We asked Bill to elaborate a little bit more on courage and how it relates to both organizations and leadership in those organizations.

How do you define courage for leaders and organizations?

“Acting on what is right, despite being afraid or uncomfortable, when facing situations involving pain, risk, uncertainty, opportunity, or intimidation. NOTE: Courage is NOT fearLESSness. It is the opposite. When you are being courageous you are fearFUL, but you carry on despite being afraid.”

How important is courage in organizations to create real, lasting innovation and growth?

“It’s supremely important. It’s courage that fuels a worker’s ability to pursue stretch goals, step up to challenges, and assert ideas. It’s courage that gives innovation the backbone that is needed when new ideas have to be fought for. It’s courage that allows you to withstand the turbulence and naysaying that inevitably accompany new ideas in the early stages. And it’s courage that allows you to ditch a product that’s on its last leg but sentimentality is causing people to hold on too tightly to the past.

“Given the chance, where would you rather work, in a company where everyone’s behavior is directed by fear and anxiety, or where people were confident and courageous?”

What are the best ways to encourage more worthwhile risk-taking when it comes to innovation and growth?

“The single most influential determinant of a culture is the leader of its behaviors.

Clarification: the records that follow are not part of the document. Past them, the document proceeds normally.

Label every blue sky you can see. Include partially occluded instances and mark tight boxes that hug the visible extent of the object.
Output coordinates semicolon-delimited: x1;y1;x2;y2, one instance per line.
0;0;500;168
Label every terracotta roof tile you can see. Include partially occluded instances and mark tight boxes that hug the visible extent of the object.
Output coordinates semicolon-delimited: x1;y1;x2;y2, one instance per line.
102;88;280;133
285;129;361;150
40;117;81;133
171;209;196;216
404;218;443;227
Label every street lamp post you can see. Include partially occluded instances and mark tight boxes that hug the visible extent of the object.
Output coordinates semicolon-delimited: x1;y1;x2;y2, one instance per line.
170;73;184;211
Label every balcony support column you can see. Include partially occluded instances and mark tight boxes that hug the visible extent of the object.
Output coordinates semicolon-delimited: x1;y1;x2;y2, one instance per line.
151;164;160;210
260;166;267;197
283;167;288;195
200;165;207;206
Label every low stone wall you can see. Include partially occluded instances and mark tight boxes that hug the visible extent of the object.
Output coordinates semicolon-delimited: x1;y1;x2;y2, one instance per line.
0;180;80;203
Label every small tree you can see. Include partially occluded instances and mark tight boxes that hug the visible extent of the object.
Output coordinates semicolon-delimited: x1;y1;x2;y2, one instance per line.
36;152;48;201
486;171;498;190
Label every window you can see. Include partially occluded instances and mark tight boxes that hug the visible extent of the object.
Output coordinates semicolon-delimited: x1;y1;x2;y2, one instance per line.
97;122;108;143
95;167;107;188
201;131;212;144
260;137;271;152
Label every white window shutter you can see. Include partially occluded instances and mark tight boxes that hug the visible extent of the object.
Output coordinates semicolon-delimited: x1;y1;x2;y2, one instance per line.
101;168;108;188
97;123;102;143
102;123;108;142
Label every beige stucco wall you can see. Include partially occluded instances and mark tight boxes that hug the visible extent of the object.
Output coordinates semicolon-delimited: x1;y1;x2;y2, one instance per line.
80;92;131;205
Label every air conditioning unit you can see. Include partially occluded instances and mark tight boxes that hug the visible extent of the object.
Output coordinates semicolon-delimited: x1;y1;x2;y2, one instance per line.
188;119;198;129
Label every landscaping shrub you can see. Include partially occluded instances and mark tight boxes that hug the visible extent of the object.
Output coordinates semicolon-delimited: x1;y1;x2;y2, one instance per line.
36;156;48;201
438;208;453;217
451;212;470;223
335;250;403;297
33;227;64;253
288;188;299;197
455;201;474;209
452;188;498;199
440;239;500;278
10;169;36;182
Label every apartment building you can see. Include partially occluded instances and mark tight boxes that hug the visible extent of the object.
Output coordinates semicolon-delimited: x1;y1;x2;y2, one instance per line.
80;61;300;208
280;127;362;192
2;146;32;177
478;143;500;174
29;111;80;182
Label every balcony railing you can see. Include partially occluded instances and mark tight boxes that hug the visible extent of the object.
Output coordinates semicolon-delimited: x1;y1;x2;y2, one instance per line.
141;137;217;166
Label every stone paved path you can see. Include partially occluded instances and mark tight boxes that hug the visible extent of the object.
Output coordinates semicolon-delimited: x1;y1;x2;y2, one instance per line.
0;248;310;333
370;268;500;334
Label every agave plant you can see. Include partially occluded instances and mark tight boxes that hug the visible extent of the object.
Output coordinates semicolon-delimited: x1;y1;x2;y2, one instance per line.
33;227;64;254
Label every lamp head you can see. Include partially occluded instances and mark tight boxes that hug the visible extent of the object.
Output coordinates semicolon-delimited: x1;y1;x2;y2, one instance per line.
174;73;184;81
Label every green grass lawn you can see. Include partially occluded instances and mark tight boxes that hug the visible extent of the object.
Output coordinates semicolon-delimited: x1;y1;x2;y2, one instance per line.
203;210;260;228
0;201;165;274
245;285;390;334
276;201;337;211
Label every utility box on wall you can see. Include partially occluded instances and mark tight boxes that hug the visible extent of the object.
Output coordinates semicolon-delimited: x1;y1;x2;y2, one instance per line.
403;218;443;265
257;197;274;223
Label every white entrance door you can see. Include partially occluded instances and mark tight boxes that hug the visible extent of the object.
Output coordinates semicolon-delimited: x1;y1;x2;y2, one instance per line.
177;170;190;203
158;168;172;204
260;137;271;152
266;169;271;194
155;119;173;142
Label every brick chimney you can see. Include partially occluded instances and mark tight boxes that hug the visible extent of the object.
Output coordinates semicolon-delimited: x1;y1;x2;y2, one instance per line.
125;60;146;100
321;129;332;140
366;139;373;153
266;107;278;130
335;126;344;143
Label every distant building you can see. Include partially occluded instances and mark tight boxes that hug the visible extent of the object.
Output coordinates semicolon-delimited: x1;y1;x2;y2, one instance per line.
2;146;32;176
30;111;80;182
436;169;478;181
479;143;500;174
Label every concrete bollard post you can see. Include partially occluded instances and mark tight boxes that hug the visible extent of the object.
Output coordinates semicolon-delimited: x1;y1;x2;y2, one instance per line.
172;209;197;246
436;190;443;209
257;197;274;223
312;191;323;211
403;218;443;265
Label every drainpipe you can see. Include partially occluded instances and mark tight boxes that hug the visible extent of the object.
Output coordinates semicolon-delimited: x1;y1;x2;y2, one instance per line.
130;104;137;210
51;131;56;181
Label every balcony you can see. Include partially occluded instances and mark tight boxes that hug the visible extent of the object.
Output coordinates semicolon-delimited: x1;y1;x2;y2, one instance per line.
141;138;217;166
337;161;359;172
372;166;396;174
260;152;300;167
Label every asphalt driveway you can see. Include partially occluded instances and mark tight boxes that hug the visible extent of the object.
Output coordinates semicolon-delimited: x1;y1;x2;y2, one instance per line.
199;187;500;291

So if a company wants its workers to take some innovative high dives, metaphorically speaking, then the leaders have to be the first ones up and off the platform. Leaders have to Jump First.

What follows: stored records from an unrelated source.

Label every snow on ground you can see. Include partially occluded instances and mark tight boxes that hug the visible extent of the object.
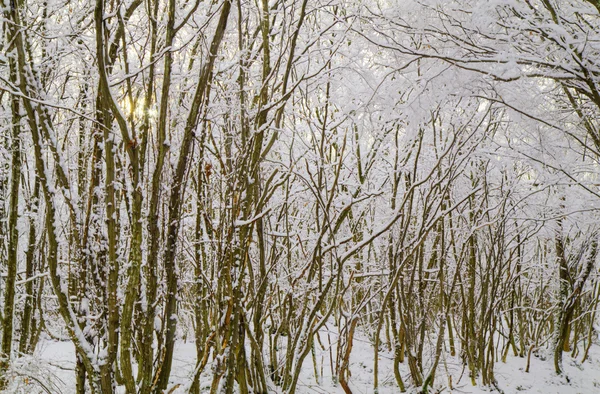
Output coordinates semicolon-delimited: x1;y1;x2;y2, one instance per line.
6;332;600;394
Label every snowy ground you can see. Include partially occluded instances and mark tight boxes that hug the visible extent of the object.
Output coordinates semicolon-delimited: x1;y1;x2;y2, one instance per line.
8;335;600;394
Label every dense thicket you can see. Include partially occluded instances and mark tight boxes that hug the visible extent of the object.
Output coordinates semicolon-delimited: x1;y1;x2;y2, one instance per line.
0;0;600;394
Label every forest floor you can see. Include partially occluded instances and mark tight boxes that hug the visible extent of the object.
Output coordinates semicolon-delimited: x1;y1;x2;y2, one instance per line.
5;333;600;394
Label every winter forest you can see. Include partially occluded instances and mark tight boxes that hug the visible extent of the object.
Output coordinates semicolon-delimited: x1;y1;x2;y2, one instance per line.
0;0;600;394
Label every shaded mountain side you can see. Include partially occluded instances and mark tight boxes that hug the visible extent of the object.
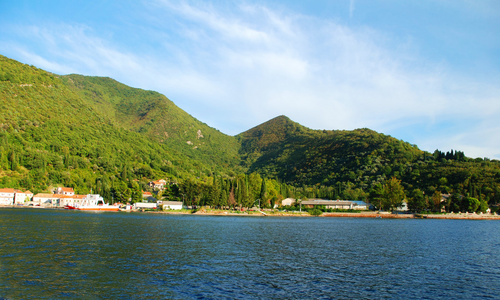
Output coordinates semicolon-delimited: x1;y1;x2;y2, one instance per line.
237;116;500;203
0;56;238;192
62;75;239;170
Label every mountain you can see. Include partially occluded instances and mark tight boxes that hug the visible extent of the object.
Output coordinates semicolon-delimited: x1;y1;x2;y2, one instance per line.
238;116;424;185
0;56;239;192
0;56;500;210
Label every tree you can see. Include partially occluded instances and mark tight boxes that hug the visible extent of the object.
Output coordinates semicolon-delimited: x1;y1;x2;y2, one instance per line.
382;177;405;211
432;191;441;212
408;189;427;212
370;182;384;209
259;178;267;203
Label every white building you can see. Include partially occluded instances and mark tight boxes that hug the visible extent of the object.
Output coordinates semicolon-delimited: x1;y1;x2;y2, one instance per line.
0;188;17;205
162;201;182;210
14;190;33;205
134;202;157;209
281;198;295;206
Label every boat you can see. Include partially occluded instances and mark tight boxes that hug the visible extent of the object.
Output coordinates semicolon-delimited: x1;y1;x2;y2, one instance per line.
64;194;120;211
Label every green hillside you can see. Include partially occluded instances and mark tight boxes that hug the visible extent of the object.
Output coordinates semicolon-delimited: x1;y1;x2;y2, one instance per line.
0;57;237;199
0;56;500;211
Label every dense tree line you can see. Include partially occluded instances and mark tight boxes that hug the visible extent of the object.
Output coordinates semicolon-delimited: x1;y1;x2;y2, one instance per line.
0;56;500;212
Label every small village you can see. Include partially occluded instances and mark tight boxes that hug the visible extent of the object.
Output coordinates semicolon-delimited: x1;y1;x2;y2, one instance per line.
0;179;183;210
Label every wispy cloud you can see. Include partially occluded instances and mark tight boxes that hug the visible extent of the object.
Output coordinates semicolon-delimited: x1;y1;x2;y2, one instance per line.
4;0;500;158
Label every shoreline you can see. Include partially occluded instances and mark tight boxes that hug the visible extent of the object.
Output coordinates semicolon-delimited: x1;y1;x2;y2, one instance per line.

“Bertrand Russell once said, “All great ideas start out first as blasphemy.” So, if you really want to create ground-breaking ideas, you have to be willing to defy tradition. You have to encourage pushback, a collision of ideas, and spirited disagreement. All, of course, directed toward an outcome of a fetching and marketable idea. That means leaders have to explicitly encourage back-talk. Especially back-talk that is directed at challenging conventions, cutting through bureaucracy, and neutralizing organizational politics that hinder the implementation, or at least piloting, of good ideas.”

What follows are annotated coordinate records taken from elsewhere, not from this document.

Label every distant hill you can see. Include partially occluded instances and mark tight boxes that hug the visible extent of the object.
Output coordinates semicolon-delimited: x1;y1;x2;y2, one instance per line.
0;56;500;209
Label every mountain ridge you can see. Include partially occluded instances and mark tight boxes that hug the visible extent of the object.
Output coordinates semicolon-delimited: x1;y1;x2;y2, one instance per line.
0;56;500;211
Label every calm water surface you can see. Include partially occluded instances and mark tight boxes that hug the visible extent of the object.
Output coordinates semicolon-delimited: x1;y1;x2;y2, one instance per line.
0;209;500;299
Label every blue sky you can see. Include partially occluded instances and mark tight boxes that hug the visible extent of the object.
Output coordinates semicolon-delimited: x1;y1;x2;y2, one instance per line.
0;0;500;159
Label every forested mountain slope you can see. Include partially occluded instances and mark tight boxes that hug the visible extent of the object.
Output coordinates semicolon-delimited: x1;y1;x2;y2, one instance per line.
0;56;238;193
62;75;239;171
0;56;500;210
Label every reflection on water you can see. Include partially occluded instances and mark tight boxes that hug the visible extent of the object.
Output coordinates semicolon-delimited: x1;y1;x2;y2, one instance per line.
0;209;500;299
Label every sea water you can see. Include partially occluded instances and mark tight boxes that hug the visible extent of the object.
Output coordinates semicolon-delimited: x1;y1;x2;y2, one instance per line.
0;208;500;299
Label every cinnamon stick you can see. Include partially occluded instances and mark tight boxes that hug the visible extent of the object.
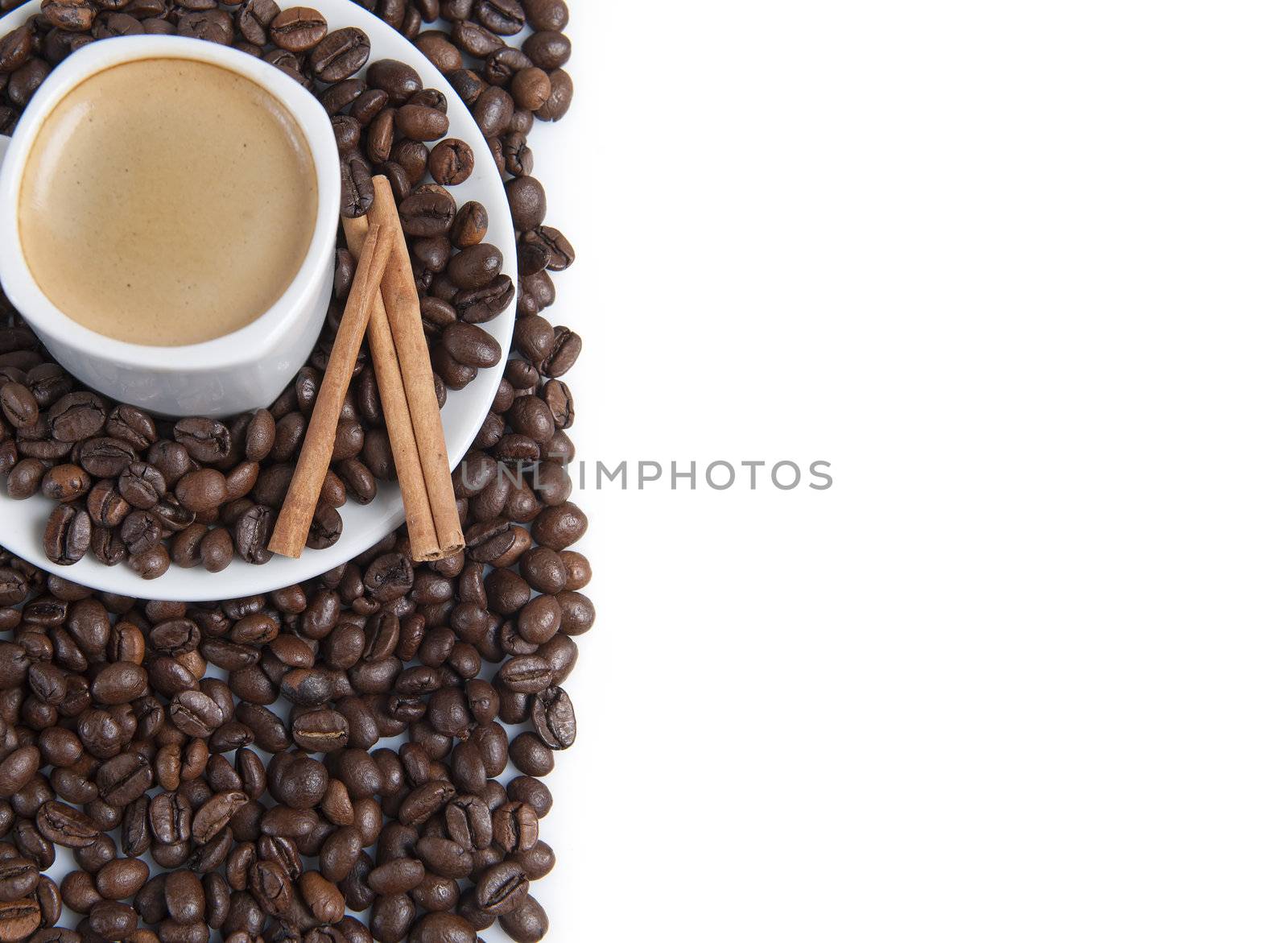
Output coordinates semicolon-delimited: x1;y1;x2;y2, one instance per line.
369;176;465;559
343;217;440;560
268;224;391;556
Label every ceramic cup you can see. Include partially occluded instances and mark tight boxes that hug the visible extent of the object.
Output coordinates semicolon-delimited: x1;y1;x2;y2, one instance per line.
0;36;340;416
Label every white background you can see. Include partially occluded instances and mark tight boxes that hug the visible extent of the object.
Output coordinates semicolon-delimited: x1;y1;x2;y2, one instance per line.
535;0;1288;943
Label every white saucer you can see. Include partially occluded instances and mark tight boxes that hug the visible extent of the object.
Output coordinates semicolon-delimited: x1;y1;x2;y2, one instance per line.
0;0;519;602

What organizations are good examples of fostering courage and focusing it into innovation and growth?

“Organizationally, it is easier to share specific instances of decisions that were courageous, versus labeling an organization a fully “courageous company”. I think Patagonia displayed courage when it decided to use only pesticide-free cotton in the production of its cotton clothes. It cost them a bundle to do that, but ultimately resulted in more sales. Likewise, the decision of Domino’s Pizza to advertise that their internal research confirmed that their pizza’s tasted lousy, was courageous. In a sense, they were inviting the public into the process of reinventing Domino’s image (and pizza), and it’s working. Dove’s decision to use real women in its commercials, instead of waif-like fairy princesses, took courage. Gore-Tex, of course, is widely admired for fostering a client of smart risk-taking and mistake-making. In terms of consistent, sustainable innovation, they’re the gold-standard.”